Maleńczuk dla tvp.info: nigdy nie tresowałem kelnerów
niedziela,24 kwietnia 2016
Udostępnij:
– Całkiem niedawno podupadłem na zdrowiu. Źle się poczułem, udałem się do doktora. Usłyszałem, że jeśli nie przestanę pić i palić to będzie źle. Przestraszyłem się, że jak dostanę w mordę, to sobie nie poradzę w bójce – mówi w rozmowie z tvp.info Maciej Maleńczuk. Niedawno ukazała się jego nowa płyta „Jazz for idiots”. Nam opowiada o tym, co by było, gdyby nie muzyka, co łechce próżność artysty i ile pieniędzy jest w stanie wydać na saksofon.
Dlaczego jazz?
Bo jazz jest najbardziej wyrafinowaną sztuką muzyki rozrywkowej, jaką znam.
A dlaczego jazz dla idiotów?
Bo ludzie nie są wyrafinowani, ludzie są idiotami. Ja sam jestem idiotą, decydując się na taki krok. Tylko, że ja to robię świadomie. Głupka nie można nazwać głupcem, bo się ciężko obrazi, a mądry się podrapie po głowie i pomyśli, że może ten, kto to mówi, ma rację. Ten co sam o sobie mówi, że jest idiotą już sam o sobie coś wie.
Chcesz przez to powiedzieć, że twoja nowa płyta „Jazz for idiots” jest dla świadomych idiotów?
Tak lub też dla takich, którzy gotowi są na to uświadomienie. To najczęściej są młode dziewczęta. Taką widownię ten zespół zaczyna przyciągać i wśród takiej chcemy zaistnieć. Zagraliśmy już trochę koncertów. Przychodzili ci, co zwykle przychodzili, ludzie nowi, trochę hipsteriady. Ci ostatni są pogardliwi, ale mi to nie przeszkadza.
Maleńczuk na nowej płycie śpiewa tylko w trzech piosenkach (fot. mat. pras. )
Skoro młode dziewczęta to pożądana publika, to co ze starą gwardią? Może się lekko obrazić?
W jazzie loża szyderców jest ogromna. Nie ma takiego gatunku, gdzie by była tak rozbudowana loża szyderców. Jeśli jakikolwiek jazzman nagra płytę, o której trochę głośniej słychać, to cała reszta jazzmanów rzuca się na niego i próbuje go podgryzać. W moim przypadku też tak będzie. Zapraszam lożę szyderców na koncerty, tylko muszą sobie bilet kupić (śmiech).
Kto cię będzie podgryzał?
Saksofoniści. Tak myślę, że saksofoniści mnie będą podgryzać.

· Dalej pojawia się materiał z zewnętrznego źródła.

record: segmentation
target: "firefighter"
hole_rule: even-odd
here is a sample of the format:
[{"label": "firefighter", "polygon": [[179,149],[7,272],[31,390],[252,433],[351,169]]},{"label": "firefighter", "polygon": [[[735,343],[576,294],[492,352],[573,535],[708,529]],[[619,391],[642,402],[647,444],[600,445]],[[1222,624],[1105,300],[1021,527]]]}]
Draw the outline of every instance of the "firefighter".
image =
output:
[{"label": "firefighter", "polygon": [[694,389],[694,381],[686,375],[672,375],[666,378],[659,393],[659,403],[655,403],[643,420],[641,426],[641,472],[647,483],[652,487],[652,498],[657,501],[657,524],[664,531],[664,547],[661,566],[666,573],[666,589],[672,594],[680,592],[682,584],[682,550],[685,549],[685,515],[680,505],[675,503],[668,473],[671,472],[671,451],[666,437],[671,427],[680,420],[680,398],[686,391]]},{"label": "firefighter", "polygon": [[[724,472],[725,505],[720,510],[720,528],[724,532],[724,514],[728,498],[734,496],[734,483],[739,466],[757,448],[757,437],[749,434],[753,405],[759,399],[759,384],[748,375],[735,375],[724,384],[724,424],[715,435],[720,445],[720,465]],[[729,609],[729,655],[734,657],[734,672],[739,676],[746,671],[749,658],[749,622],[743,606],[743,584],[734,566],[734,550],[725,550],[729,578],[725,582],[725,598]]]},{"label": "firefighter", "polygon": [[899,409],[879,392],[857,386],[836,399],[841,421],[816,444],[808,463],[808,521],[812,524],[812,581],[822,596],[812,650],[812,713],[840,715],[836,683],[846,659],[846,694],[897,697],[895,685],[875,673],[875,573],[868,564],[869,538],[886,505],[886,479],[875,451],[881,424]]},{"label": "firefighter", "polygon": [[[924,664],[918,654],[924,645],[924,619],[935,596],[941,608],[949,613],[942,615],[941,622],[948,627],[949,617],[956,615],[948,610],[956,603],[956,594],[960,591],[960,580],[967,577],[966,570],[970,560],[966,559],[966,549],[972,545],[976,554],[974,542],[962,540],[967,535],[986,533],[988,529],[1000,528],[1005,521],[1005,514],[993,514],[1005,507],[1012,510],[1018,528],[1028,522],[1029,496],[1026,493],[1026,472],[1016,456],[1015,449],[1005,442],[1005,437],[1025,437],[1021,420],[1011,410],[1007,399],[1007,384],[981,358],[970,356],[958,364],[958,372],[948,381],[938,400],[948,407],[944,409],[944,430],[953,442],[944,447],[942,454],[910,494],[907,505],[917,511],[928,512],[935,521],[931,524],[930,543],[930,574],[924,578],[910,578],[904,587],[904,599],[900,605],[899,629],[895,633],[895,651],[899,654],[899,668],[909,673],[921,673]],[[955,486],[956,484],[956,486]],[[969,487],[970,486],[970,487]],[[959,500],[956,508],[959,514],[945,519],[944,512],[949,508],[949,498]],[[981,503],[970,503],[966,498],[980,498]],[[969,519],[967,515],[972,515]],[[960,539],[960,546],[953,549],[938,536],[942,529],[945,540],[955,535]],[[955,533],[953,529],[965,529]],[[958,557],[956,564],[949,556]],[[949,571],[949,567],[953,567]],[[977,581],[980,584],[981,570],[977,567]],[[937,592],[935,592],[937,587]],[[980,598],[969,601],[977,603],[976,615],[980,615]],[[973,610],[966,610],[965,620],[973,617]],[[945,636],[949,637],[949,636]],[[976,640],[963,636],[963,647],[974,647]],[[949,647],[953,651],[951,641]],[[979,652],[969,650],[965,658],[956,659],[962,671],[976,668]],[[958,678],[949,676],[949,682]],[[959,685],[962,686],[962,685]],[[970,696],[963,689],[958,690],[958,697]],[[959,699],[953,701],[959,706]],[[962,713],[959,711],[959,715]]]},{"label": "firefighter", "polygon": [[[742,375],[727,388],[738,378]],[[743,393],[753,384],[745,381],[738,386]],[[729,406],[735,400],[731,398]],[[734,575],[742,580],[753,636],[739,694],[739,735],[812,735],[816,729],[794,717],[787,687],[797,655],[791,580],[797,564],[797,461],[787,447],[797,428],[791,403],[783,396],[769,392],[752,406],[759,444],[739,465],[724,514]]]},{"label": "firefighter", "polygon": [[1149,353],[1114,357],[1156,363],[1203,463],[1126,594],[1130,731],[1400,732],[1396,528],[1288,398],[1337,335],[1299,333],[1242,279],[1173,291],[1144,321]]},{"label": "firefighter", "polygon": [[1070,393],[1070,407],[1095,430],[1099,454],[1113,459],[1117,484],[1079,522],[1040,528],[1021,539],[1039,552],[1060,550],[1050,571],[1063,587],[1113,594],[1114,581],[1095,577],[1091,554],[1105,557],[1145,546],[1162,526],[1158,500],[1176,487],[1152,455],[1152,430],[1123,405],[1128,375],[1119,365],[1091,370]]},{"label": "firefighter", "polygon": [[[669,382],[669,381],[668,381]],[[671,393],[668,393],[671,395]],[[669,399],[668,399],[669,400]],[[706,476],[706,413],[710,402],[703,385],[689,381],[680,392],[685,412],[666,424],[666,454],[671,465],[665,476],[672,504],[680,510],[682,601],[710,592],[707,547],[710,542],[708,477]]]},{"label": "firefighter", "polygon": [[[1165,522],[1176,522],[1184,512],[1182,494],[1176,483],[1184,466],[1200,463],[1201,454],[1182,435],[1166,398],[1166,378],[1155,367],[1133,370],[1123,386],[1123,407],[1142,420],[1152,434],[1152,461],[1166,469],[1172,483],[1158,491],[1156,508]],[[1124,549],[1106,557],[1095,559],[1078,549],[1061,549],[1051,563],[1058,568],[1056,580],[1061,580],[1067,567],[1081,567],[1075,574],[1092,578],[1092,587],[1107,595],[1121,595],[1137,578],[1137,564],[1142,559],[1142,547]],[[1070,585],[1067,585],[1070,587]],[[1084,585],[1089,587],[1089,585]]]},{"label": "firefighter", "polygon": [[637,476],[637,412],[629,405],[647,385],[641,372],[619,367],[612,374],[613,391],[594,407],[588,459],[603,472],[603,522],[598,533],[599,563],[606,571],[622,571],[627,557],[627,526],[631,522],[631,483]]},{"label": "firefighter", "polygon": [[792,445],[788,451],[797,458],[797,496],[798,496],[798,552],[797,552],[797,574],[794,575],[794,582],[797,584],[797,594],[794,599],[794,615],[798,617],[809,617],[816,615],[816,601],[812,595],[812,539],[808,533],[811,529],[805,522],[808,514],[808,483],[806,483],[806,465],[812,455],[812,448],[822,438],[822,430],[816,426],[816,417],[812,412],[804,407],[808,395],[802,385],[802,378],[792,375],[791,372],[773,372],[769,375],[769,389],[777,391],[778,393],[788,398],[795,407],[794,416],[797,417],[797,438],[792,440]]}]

Myślę, że duża część branży, twoich odbiorców nie uwierzy, że Maleńczuk idzie w jazz i zostawia to, co robił do tej pory?
Ja ciągle gram koncerty solowe. Mam taki diapazon – gram z gitarą bluesa, a potem z saksofonem jazz.
Nie boisz się, że ktoś powie, że to nie jest jazz?
Nie boję się, bo sam mówię, że to nie jest jazz. To bywa jazz i jest to jazz for idiots. Tylko niech mi ktoś powie, jaka jest charakterystyka jazzu, jego główna cecha. Kiedy on jest, kiedy go nie ma. Gdy Hancock nagrywał „Chameleona” mówili, że to nie jest jazz. Jak Davis nagrywał rockowe płyty to też mówili, że to nie jest jazz. Myślę, że nie ma reguły, czym jest jazz. Improwizacja jest wszędzie, nawet w popowych piosenkach jak u Eweliny Lisowskiej.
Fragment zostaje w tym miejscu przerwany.